Recensione – “Worship” – Andrea Agosta

Artista ragusano, Andrea Agosta nasce come chitarrista sperimentale. Nel 2013 dà vita al suo primo progetto, Paradisi artificiali, nel 2016 comincia a strizzare l’occhio verso la musica ambient. Amante di tutte le arti, nel 2020 ha pubblicato un raccolta di quindici poesie dal titolo di Rumore.

Nell Ep 2021 è la volta dell’Ep The River nel quale la ricerca musicale dell’autore si esplicava in una notevole quantità di elementi, a volte anche dal sapore folcloristico. È però sempre l’elettronica a costituire il collante per una vasta serie di suoni, stati d’animo. Il disco è dedicato al pittore espressionista Mark Rothko, e costituisce un buon punto di partenza per esplorare la musica di questo artista: chitarre, delay e riverberi riempiono le 5 tracce in modi sempre nuovi e complessi. Successivamente Andrea pubblica il singolo Ruins, un tentativo di riedificare qualcosa partendo dalle ceneri lasciate dalla pandemia.

Andrea torna, a distanza di un anno, con l’EP Worship, pubblicato dalla label indipendente siciliana Isulafactory.

Questo disco è disponibile dal 2 dicembre sulle migliori piattaforme di audio-streaming. Costituito da 5 tracce, l’opera esplica al meglio le capacità creative dell’artista, che qui intende proporre un viaggio spirituale, proponendo la ricerca di un’avventura interiore, che è anche approfondimento della propria coscienza e realizzazione alternativa della propria personalità, anche in contrasto con il materialismo dei nostri tempi.

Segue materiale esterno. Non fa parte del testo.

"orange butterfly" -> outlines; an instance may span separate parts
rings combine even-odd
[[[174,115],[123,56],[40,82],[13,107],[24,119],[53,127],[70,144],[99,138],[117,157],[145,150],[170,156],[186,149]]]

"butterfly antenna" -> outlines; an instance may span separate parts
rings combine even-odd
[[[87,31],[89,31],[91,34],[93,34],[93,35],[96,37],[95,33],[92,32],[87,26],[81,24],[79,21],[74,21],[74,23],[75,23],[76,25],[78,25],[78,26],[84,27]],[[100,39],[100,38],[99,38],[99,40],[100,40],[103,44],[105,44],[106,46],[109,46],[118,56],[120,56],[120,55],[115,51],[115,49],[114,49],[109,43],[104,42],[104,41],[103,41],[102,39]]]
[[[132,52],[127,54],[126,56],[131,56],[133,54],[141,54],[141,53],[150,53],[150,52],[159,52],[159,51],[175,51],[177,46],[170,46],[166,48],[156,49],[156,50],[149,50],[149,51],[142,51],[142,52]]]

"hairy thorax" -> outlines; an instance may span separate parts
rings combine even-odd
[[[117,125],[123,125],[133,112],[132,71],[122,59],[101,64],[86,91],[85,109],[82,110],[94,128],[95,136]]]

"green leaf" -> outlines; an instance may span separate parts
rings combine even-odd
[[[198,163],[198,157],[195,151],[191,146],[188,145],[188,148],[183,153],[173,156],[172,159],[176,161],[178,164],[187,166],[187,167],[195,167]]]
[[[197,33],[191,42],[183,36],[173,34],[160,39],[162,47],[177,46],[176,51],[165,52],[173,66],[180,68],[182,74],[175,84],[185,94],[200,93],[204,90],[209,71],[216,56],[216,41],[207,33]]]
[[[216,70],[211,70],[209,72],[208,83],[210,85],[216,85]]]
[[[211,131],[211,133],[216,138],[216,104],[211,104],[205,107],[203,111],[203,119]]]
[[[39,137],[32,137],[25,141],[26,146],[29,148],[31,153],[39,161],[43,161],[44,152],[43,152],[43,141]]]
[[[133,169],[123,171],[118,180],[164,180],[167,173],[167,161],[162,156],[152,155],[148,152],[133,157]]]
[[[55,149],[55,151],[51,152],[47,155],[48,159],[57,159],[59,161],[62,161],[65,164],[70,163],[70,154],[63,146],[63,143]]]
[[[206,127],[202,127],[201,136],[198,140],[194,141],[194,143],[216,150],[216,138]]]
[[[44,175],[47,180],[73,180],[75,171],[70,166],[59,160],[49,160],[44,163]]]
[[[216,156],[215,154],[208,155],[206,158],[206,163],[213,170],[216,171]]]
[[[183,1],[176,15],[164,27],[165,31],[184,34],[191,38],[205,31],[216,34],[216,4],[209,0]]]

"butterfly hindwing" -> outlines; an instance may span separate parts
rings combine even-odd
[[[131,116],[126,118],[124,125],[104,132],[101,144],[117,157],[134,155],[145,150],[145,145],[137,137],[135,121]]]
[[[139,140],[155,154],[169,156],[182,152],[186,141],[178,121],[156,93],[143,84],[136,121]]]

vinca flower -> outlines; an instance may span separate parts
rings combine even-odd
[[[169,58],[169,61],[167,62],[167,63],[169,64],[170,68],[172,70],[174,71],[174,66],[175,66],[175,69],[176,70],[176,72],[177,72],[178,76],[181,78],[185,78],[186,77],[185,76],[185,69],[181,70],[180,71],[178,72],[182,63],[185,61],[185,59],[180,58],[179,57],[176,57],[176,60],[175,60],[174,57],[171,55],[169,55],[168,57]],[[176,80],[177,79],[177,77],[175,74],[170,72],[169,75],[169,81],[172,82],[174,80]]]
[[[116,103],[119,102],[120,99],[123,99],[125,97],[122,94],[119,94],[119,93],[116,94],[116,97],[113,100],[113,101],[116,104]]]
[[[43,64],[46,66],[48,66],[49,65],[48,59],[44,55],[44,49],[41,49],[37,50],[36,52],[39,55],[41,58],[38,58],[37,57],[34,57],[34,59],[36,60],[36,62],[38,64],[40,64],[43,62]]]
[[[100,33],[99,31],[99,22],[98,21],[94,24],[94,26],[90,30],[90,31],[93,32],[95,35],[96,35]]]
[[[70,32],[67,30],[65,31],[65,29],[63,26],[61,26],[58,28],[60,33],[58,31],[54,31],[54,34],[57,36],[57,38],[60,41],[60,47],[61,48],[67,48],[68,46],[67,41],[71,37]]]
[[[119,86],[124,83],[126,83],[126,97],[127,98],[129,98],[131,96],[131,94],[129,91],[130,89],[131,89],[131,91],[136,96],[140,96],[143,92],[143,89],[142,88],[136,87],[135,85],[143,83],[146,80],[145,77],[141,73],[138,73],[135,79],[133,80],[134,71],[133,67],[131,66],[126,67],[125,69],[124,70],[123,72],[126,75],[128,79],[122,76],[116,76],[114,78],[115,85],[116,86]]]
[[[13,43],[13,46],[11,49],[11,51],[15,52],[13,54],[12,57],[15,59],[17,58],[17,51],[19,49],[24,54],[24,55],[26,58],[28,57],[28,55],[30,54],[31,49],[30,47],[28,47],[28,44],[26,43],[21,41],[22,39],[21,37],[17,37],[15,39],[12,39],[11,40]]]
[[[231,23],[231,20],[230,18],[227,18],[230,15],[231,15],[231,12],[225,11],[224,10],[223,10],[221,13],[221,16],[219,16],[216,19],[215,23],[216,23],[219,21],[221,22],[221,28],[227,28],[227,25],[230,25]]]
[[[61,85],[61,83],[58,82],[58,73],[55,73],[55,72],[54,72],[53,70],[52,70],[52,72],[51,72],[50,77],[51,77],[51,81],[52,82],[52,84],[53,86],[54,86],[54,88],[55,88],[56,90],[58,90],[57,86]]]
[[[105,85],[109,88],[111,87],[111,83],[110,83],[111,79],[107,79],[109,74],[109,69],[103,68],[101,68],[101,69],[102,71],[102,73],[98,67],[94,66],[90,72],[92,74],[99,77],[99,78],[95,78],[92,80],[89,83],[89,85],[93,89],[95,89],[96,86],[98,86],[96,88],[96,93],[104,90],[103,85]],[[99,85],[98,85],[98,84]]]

La prima traccia, Hymn, risente di un’influenza anni 80, ma i campionamenti, il bending di chitarra che risuona in loop creano un’atmosfera ora mistica ora disincantata. Il brano dà il meglio di sé attorno alla metà, quando inizia un crescendo dal suono abbastanza arcano. Nirvana, molto anni 90, inizia tra house e chill-out, poi lascia predominare i synth sovrapposti e dissonanti. Nel finale i toni bassi creano ottimi tappeti sonori.

In Pyramids la ricerca della melodia tout-court cede il passo alla ricerca di geometrie perfette. Il brano si sviluppa su continui innesti sonori, creando un atmosfera dolce e introspettiva. Il viaggio diventa, qui, mistico. Il brano ha, inoltre, una struttura speculare: il culmine è qui raggiunto a metà traccia, successivamente inizia la discesa. Their Blood presenta delle strutture speculari, dei synth percussivi, veri e proprie impalcature. Nella breve Dust troviamo in sintesi gli elementi che caratterizzavano i pezzi precedenti.

Andrea Agosta è sicuramente influenzato da tutta l’elettronica, è appare molto concentrato nella ricerca formale più che contenutistica: è come se volesse dirci che un viaggio introspettivo sia possibile solo attraverso strutture assolute, ideali (in tal senso la ricerca sonora degli Autechre costituisce un buon esempio). Il disco è un’ottima opera perché costituisce un approccio originale ed autentico nei riguardi di un certo materiale sonoro. Siamo sicuri che Andrea abbia trovato la strada giusta, quella dell’originalità e della buona musica.